Agiter le chiffon rouge de la dette est aussi le moyen d’essayer de faire accepter que l’on aille encore plus loin dans la destruction de notre système de protection sociale. Les différentes réformes de l’assurance chômage comme la réforme des retraites de 2023 ont un double but. Tout d’abord, accroître la concurrence sur le marché de l’emploi, en obligeant les chômeurs à accepter des emplois moins payés et, en repoussant l’âge légal de départ à la retraite, d’augmenter le nombre de personnes sur le marché de l’emploi afin de faire pression à la baisse sur les salaires, donc sur le « coût » du travail. Ces réformes visent également à diminuer toujours plus les dépenses sociales afin de livrer des pans croissants de la protection sociale au privé.

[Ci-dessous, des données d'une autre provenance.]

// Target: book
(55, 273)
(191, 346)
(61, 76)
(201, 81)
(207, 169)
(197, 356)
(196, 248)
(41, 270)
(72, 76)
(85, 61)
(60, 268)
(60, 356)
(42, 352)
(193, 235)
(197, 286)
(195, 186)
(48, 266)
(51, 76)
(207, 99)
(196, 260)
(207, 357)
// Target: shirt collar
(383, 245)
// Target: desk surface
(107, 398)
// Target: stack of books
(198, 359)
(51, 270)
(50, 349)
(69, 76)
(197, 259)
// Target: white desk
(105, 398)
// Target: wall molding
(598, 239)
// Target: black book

La dette publique ne doit pas être gérée en « bon père de famille »
Un argument souvent avancé est que l’État, comme une entreprise ou un ménage, ne peut supporter durablement des déficits et doit rembourser ses dettes. Cette idée est clairement erronée, pour deux raisons. Tout d’abord, l’État a la particularité de disposer d’un horizon de vie infini. Ainsi, là où un individu ou une entreprise doit rembourser ses dettes avant de mourir ou de faire faillite, ce qui est une obligation morale et légale, l’État peut faire « rouler » sa dette, c’est-à-dire rembourser une dette ancienne par une nouvelle. Le principal problème qui se pose à lui est d’être en mesure de payer les intérêts sur ses dettes afin d’asseoir la confiance de ses créanciers qui lui renouvelleront ainsi plus facilement leur concours. Cela sera d’autant plus facile si la richesse créée dans l’économie est supérieure à la charge d’intérêts à rembourser ou, pour le dire autrement, si le taux de croissance est supérieur au taux d’intérêt réel sur la dette (i>g), condition nécessaire d’une dette soutenable.

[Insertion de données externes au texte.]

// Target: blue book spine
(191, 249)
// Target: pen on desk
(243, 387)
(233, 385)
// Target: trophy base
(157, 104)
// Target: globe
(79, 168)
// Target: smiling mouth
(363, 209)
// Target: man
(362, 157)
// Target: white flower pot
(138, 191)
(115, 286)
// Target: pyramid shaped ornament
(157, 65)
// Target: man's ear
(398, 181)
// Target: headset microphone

D’autre part, l’État, via sa politique fiscale, est en mesure d’agir sur le montant de ses recettes et peut ainsi les fixer au niveau qu’il juge compatible avec son endettement, ce qu’un ménage ou une entreprise ne peuvent faire. C’est cette capacité à lever l’impôt qui fonde la capacité de l’État à s’endetter, montrant ainsi que la dette publique est aussi une question de répartition de la richesse produite.
L’État n’est donc ni une entreprise, ni un ménage, et ne doit pas être géré comme tel.

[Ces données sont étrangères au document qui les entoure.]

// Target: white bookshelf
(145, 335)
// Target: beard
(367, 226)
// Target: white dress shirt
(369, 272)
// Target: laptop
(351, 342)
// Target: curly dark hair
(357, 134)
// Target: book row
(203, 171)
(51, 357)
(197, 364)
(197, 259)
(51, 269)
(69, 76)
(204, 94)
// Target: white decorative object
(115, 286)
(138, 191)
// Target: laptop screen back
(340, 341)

La dette publique n’est pas un fardeau pour les générations futures
Un autre argument avancé par François Bayrou, et repris tant par le gouverneur de la Banque de France, François Villeroy de Galhau, que par le président du MEDEF, Patrick Martin, est qu’une dette publique trop importante représenterait un fardeau pour les générations futures.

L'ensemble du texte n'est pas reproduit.